Phyllodoce lineata is a species of polychaete worm in the family Phyllodocidae. It is native to the northeastern Atlantic Ocean and the Mediterranean Sea where it occurs in the intertidal and shallow sub-tidal zones on soft sediment.

==Description==
This is a colorful, multi-segmented worm of variable length, a worm with 300 segments being about 200 mm long. The prostomium is roughly pentagonal. Like other members of the genus, the prostomium bears two pairs of antennae, a pair of eyes and a pair of large, retractile, nuchal organs. The proboscis is eversible and is divided into two distinct parts. The proximal part of the proboscis bears about 25 longitudinal rows of tiny papillae, and the distal part bears 6 longitudinal rows of larger, knob-like protuberances, and a ring of papillae at the tip. The body is elongated and of even width, apart from a tapering tip.

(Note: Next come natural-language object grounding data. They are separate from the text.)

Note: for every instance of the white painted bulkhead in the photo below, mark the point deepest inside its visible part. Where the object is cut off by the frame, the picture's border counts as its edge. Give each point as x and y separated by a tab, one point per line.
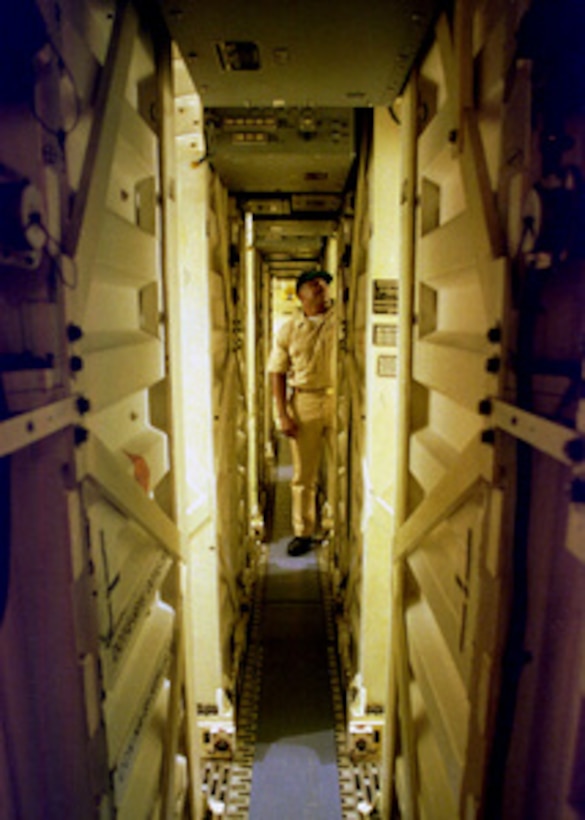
136	434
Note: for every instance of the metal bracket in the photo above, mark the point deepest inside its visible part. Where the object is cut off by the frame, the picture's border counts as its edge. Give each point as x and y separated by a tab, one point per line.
26	428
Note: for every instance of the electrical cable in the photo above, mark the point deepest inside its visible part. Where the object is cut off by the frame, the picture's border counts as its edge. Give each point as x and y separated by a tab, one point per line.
59	250
60	133
5	534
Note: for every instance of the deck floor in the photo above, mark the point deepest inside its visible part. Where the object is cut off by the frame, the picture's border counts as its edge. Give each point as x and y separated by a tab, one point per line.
295	772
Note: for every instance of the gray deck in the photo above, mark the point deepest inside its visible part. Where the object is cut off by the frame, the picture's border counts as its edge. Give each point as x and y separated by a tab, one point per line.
295	773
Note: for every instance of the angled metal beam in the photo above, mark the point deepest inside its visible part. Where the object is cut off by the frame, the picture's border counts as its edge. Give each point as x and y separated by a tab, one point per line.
82	234
542	434
475	464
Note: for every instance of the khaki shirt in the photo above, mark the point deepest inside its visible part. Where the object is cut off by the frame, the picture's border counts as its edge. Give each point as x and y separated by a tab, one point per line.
304	349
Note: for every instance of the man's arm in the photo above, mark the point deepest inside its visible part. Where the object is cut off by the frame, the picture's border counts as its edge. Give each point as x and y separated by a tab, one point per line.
287	423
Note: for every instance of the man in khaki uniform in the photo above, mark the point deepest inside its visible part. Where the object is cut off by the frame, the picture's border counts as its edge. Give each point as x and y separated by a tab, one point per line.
303	359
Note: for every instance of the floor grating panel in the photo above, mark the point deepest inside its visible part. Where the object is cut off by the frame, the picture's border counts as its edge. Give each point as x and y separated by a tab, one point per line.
228	784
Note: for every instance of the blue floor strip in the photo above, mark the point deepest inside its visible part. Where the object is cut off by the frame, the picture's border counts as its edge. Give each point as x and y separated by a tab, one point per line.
295	774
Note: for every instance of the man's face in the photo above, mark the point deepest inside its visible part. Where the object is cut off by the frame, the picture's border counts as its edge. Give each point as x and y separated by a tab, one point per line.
314	294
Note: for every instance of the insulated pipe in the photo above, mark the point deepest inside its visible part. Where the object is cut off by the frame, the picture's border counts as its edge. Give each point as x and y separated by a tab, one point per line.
251	375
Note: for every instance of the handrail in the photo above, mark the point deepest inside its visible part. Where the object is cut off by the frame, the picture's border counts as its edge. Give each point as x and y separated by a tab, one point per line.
99	465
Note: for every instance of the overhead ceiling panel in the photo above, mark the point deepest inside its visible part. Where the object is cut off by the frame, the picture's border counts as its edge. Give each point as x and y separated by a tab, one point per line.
329	53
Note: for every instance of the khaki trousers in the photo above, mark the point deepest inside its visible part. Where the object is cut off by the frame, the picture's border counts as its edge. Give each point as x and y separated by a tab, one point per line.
314	413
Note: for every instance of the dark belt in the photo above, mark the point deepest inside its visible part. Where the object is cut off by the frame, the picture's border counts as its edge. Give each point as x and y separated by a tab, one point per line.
327	391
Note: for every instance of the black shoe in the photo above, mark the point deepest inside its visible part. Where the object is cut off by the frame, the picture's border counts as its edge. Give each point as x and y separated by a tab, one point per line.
299	546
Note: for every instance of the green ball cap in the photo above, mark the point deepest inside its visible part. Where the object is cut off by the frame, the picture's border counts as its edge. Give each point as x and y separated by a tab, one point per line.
309	275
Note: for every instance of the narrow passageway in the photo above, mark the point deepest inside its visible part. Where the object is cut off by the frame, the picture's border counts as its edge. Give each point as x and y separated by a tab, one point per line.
295	770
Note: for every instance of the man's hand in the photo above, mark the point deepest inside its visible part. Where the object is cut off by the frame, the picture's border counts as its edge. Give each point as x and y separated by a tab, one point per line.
288	426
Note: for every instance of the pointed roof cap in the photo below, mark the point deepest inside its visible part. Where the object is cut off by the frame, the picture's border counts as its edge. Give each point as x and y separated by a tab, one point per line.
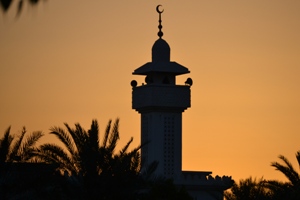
161	57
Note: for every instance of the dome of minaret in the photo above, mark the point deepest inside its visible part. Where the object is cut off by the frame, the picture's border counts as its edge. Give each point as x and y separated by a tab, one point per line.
161	51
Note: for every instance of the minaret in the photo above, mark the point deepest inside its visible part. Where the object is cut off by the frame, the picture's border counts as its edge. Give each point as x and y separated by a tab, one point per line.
160	101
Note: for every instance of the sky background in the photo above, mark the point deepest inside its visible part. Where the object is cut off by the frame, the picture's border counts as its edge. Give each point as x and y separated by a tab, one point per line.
71	61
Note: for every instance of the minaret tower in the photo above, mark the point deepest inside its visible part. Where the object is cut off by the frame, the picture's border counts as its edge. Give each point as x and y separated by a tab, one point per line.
160	101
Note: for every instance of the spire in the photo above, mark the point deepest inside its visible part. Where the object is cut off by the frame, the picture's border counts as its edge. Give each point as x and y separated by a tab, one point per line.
160	33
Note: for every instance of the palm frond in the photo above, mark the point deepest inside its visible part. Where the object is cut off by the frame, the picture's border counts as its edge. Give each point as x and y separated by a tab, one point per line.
114	136
5	144
298	157
106	134
64	138
287	170
124	149
15	151
27	148
51	153
93	135
76	136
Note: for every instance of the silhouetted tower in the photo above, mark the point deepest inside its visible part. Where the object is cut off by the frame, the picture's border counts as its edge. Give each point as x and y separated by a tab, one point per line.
161	103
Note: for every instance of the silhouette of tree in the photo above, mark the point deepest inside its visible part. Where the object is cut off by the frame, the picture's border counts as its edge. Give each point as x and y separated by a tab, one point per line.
16	148
291	189
248	189
6	4
16	155
93	165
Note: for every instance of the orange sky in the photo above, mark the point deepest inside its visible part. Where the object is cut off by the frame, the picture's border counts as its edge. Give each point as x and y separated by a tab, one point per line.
69	61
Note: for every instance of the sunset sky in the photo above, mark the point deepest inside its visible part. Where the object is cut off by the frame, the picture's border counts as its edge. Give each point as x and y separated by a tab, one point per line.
72	61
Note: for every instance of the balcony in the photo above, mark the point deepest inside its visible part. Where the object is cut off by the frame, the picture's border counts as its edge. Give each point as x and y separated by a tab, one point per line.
161	97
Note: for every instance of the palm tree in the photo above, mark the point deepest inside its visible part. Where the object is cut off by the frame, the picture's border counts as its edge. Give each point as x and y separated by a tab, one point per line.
93	163
291	189
6	4
248	189
16	148
16	151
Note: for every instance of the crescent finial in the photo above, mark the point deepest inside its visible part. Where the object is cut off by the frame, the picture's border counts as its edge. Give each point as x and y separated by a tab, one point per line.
157	9
160	33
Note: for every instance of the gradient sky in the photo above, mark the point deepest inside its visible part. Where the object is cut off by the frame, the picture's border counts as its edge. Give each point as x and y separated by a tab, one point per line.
71	61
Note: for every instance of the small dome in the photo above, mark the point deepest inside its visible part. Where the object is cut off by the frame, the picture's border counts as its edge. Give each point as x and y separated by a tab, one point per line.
161	51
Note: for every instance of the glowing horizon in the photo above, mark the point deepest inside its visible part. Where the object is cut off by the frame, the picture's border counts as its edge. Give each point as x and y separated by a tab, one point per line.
72	62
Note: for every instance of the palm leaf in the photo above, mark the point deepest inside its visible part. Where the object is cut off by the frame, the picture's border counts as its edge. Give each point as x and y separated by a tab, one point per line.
124	149
15	151
27	148
5	144
52	153
106	134
287	170
64	138
114	136
298	157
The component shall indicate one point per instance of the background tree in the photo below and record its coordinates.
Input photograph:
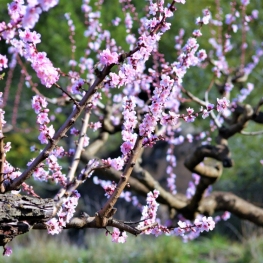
(122, 86)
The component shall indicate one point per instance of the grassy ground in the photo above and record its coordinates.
(39, 248)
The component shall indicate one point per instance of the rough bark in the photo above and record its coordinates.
(19, 213)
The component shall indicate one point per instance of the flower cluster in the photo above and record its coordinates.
(190, 231)
(222, 105)
(118, 236)
(171, 160)
(39, 104)
(161, 94)
(130, 122)
(149, 212)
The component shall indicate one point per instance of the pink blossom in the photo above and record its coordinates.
(226, 215)
(47, 4)
(53, 226)
(31, 16)
(245, 2)
(31, 37)
(117, 236)
(77, 86)
(222, 104)
(46, 134)
(3, 62)
(107, 57)
(7, 251)
(42, 118)
(116, 163)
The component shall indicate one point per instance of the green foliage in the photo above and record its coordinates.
(42, 249)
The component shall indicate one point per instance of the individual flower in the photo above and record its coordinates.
(53, 226)
(222, 104)
(107, 57)
(3, 62)
(7, 251)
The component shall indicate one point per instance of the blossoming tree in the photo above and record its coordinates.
(136, 93)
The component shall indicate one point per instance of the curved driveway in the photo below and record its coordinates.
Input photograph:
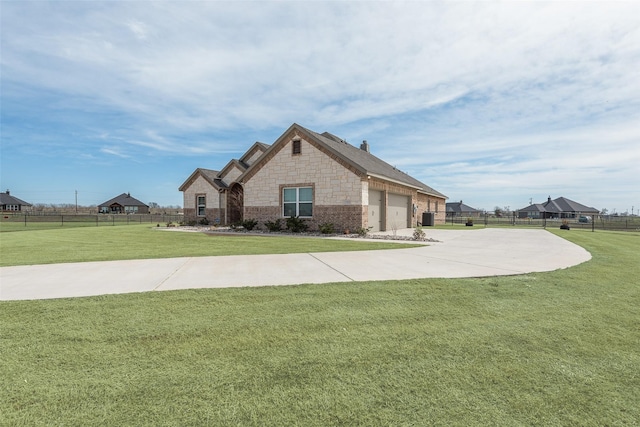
(458, 253)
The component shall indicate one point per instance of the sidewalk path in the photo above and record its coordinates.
(458, 253)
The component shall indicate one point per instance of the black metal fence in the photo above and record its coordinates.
(21, 221)
(605, 222)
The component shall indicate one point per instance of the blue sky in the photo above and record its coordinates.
(492, 103)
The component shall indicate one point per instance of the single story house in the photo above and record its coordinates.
(459, 209)
(123, 203)
(557, 208)
(317, 177)
(9, 203)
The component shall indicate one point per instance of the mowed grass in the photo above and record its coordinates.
(558, 348)
(80, 244)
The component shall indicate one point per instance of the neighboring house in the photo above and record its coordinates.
(459, 209)
(10, 203)
(317, 177)
(557, 208)
(123, 203)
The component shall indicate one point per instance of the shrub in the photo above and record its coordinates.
(274, 226)
(249, 224)
(418, 234)
(296, 225)
(327, 228)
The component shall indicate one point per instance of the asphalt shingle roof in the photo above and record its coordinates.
(124, 199)
(8, 199)
(368, 163)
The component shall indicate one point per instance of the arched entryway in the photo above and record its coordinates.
(235, 203)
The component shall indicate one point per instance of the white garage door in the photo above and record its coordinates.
(397, 212)
(375, 210)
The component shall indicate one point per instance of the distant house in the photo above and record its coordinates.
(123, 203)
(557, 208)
(459, 209)
(317, 177)
(10, 203)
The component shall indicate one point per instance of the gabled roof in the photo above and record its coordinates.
(459, 207)
(536, 207)
(124, 199)
(8, 199)
(233, 162)
(209, 175)
(360, 160)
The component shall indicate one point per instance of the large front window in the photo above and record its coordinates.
(298, 201)
(201, 205)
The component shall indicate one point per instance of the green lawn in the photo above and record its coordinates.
(559, 348)
(81, 244)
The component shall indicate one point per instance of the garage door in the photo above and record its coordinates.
(375, 209)
(397, 212)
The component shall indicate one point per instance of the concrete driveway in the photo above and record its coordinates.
(458, 253)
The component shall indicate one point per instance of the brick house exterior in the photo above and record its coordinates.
(317, 177)
(123, 204)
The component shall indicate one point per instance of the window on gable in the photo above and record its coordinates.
(296, 147)
(201, 205)
(297, 201)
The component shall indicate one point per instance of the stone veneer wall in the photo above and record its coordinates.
(427, 203)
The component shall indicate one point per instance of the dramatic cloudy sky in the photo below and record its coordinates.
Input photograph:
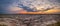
(29, 6)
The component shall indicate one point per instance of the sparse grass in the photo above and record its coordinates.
(2, 25)
(55, 24)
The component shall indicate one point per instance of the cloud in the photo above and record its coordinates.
(23, 6)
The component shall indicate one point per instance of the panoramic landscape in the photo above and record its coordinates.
(30, 20)
(29, 12)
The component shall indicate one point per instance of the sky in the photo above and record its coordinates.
(29, 6)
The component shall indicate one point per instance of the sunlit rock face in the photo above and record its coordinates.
(38, 5)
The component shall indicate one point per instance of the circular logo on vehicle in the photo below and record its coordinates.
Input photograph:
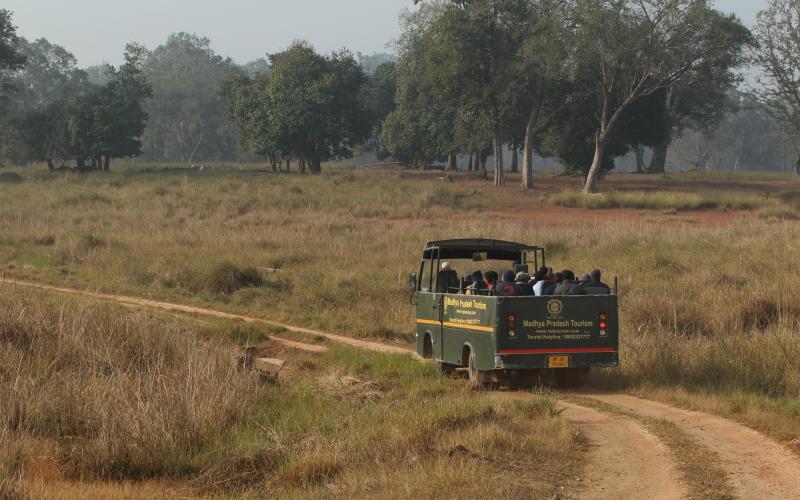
(555, 307)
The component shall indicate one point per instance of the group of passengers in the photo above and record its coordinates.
(543, 282)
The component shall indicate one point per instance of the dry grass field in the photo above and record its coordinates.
(706, 265)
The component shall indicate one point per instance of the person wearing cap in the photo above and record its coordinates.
(523, 283)
(477, 285)
(508, 287)
(569, 286)
(447, 279)
(540, 279)
(595, 282)
(491, 279)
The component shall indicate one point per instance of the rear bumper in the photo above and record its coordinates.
(537, 360)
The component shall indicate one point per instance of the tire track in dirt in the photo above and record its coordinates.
(625, 459)
(758, 467)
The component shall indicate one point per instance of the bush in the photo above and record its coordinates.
(227, 278)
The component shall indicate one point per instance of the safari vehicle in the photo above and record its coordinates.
(496, 337)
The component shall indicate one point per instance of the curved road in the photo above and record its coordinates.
(626, 460)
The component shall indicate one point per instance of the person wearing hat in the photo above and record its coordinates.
(447, 279)
(596, 284)
(542, 278)
(508, 287)
(477, 285)
(568, 285)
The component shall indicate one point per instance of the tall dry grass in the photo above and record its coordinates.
(703, 307)
(110, 395)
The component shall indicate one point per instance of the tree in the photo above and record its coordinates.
(107, 122)
(308, 106)
(379, 93)
(546, 70)
(10, 57)
(35, 127)
(10, 60)
(187, 115)
(633, 49)
(700, 98)
(777, 55)
(424, 125)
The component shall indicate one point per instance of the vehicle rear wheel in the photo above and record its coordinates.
(572, 378)
(446, 368)
(472, 368)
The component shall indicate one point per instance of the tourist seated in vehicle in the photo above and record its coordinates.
(491, 279)
(478, 284)
(540, 280)
(447, 280)
(595, 285)
(508, 287)
(523, 281)
(569, 285)
(550, 286)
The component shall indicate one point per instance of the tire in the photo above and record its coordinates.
(445, 368)
(472, 369)
(572, 378)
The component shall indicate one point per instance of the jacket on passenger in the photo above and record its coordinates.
(506, 289)
(569, 288)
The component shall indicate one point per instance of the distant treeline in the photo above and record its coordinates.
(584, 82)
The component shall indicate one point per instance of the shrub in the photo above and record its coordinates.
(227, 278)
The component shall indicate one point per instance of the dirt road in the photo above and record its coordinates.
(626, 460)
(757, 466)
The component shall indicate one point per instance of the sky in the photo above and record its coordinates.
(96, 31)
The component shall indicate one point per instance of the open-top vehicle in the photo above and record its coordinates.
(493, 336)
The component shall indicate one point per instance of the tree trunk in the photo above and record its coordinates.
(514, 158)
(639, 151)
(797, 166)
(499, 173)
(597, 163)
(658, 163)
(315, 165)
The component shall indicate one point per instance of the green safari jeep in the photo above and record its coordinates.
(494, 337)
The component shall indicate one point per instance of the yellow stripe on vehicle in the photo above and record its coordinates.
(427, 322)
(478, 328)
(487, 329)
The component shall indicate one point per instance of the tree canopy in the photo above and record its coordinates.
(309, 106)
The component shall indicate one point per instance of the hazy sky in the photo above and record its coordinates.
(96, 31)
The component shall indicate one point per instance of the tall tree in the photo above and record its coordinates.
(108, 122)
(777, 55)
(10, 60)
(187, 116)
(700, 98)
(546, 69)
(309, 106)
(379, 95)
(35, 128)
(633, 49)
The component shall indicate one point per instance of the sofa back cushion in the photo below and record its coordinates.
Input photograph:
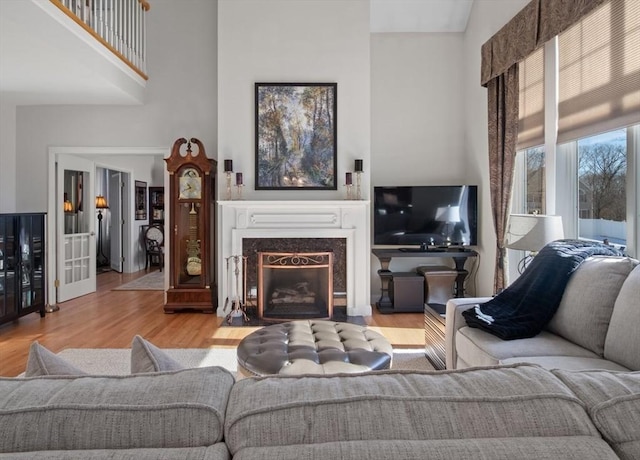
(613, 400)
(498, 402)
(623, 338)
(587, 303)
(172, 409)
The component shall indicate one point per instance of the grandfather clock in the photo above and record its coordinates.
(192, 276)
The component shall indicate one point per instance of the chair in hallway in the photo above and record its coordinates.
(154, 246)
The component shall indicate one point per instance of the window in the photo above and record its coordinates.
(602, 193)
(592, 150)
(535, 176)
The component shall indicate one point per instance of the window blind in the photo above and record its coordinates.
(599, 76)
(531, 110)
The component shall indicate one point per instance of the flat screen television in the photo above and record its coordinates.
(437, 215)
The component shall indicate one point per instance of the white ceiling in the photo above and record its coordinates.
(419, 15)
(45, 61)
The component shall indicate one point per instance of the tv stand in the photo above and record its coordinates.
(458, 254)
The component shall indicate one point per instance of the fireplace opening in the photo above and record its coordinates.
(294, 285)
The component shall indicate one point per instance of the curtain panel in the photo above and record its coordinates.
(534, 25)
(503, 134)
(531, 28)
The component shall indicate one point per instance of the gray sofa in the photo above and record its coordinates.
(596, 325)
(519, 411)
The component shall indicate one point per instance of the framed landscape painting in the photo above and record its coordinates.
(296, 136)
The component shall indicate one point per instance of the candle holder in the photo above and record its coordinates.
(349, 191)
(228, 195)
(228, 169)
(358, 185)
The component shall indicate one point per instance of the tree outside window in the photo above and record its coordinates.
(602, 171)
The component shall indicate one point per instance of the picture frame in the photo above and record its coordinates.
(140, 194)
(296, 136)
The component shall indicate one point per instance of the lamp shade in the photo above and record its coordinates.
(531, 232)
(101, 202)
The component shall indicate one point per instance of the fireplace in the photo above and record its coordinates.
(249, 227)
(295, 285)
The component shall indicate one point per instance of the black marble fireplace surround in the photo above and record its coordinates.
(252, 246)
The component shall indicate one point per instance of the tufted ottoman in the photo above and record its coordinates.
(313, 347)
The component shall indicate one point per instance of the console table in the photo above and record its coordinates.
(458, 254)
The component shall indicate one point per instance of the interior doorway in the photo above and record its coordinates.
(107, 158)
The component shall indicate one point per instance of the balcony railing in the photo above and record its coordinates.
(118, 24)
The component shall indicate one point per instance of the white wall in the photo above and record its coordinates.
(7, 157)
(292, 41)
(417, 118)
(487, 17)
(181, 101)
(417, 109)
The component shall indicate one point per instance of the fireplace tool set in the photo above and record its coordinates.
(238, 307)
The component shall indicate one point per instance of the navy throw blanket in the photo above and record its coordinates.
(526, 306)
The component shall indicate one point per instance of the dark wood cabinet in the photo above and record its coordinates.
(156, 205)
(22, 265)
(192, 276)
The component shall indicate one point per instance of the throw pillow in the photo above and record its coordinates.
(43, 362)
(146, 357)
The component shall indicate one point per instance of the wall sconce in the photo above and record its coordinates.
(101, 203)
(68, 205)
(228, 169)
(348, 182)
(239, 185)
(358, 170)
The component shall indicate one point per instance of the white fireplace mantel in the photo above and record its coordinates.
(299, 219)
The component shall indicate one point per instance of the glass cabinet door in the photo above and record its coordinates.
(22, 276)
(31, 261)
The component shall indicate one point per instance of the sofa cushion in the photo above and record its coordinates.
(146, 357)
(215, 452)
(570, 363)
(567, 448)
(517, 401)
(43, 362)
(613, 401)
(623, 339)
(587, 303)
(484, 349)
(170, 409)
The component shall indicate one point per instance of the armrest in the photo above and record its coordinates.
(454, 321)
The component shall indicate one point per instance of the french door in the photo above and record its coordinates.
(75, 233)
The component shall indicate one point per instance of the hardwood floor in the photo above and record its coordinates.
(110, 319)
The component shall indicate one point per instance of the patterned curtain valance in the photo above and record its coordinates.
(532, 27)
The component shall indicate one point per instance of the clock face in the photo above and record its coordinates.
(190, 184)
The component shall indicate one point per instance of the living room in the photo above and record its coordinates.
(411, 107)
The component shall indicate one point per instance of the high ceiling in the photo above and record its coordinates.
(42, 61)
(419, 15)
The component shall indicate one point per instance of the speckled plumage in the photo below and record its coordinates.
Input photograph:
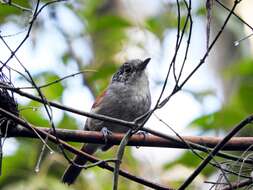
(127, 97)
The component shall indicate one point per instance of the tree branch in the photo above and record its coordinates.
(235, 144)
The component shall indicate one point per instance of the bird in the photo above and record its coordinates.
(127, 97)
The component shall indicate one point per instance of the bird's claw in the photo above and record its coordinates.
(105, 132)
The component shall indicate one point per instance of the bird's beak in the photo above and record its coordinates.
(144, 64)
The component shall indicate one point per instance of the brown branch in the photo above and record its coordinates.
(75, 151)
(235, 144)
(239, 184)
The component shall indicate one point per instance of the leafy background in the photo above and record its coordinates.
(106, 31)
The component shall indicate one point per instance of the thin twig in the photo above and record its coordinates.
(83, 154)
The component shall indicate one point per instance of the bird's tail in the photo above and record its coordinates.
(72, 172)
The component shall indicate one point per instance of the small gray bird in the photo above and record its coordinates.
(127, 97)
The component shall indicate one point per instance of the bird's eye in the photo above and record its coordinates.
(127, 68)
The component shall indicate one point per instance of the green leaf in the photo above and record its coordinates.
(109, 22)
(53, 91)
(241, 68)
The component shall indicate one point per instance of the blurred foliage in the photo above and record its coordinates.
(105, 28)
(238, 105)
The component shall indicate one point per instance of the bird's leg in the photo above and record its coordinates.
(144, 133)
(106, 133)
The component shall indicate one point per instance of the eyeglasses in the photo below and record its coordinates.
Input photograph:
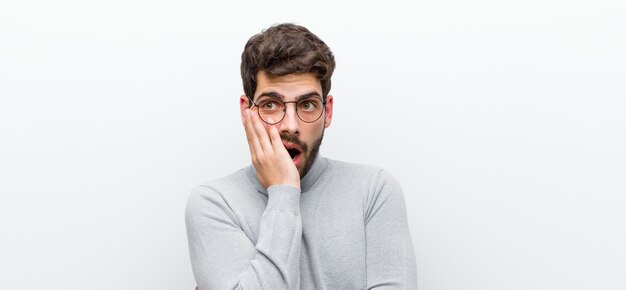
(308, 110)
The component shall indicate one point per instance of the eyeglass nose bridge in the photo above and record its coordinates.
(284, 110)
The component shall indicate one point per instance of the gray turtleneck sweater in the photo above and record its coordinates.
(346, 228)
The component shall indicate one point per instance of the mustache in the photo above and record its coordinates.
(295, 140)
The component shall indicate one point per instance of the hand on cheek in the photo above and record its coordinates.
(270, 158)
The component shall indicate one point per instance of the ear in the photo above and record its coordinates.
(244, 103)
(329, 111)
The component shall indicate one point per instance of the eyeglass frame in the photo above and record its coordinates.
(285, 110)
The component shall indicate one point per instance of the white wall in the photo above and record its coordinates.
(505, 121)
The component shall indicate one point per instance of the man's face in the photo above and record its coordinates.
(302, 139)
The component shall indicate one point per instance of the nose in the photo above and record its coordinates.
(290, 123)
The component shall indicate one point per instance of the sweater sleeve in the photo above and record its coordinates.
(223, 257)
(390, 256)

Long tentacle-like cirri are borne on the first 7 body segments, and fleshy paddle-like parapodia are borne on the remainder. The eyes are red and there is some dark pigmentation in front of them and along the sides of the body.

==Distribution==
Phyllodoce lineata occurs in the northeastern Atlantic Ocean, its range including the North Sea, the west coast of Scotland and Ireland, the Bay of Biscay, the Iberian peninsula and the Mediterranean Sea. It is found in the intertidal and shallow sub-tidal zones on sandy and muddy substrates.

==Ecology==
A predator and scavenger, P. lineata feeds mostly on other polychaete worms. The sexes are separate and fertilisation is external. Eggs typically hatch into trochophore larvae, which are planktonic, and when sufficiently developed, undergo metamorphosis into segmented juveniles.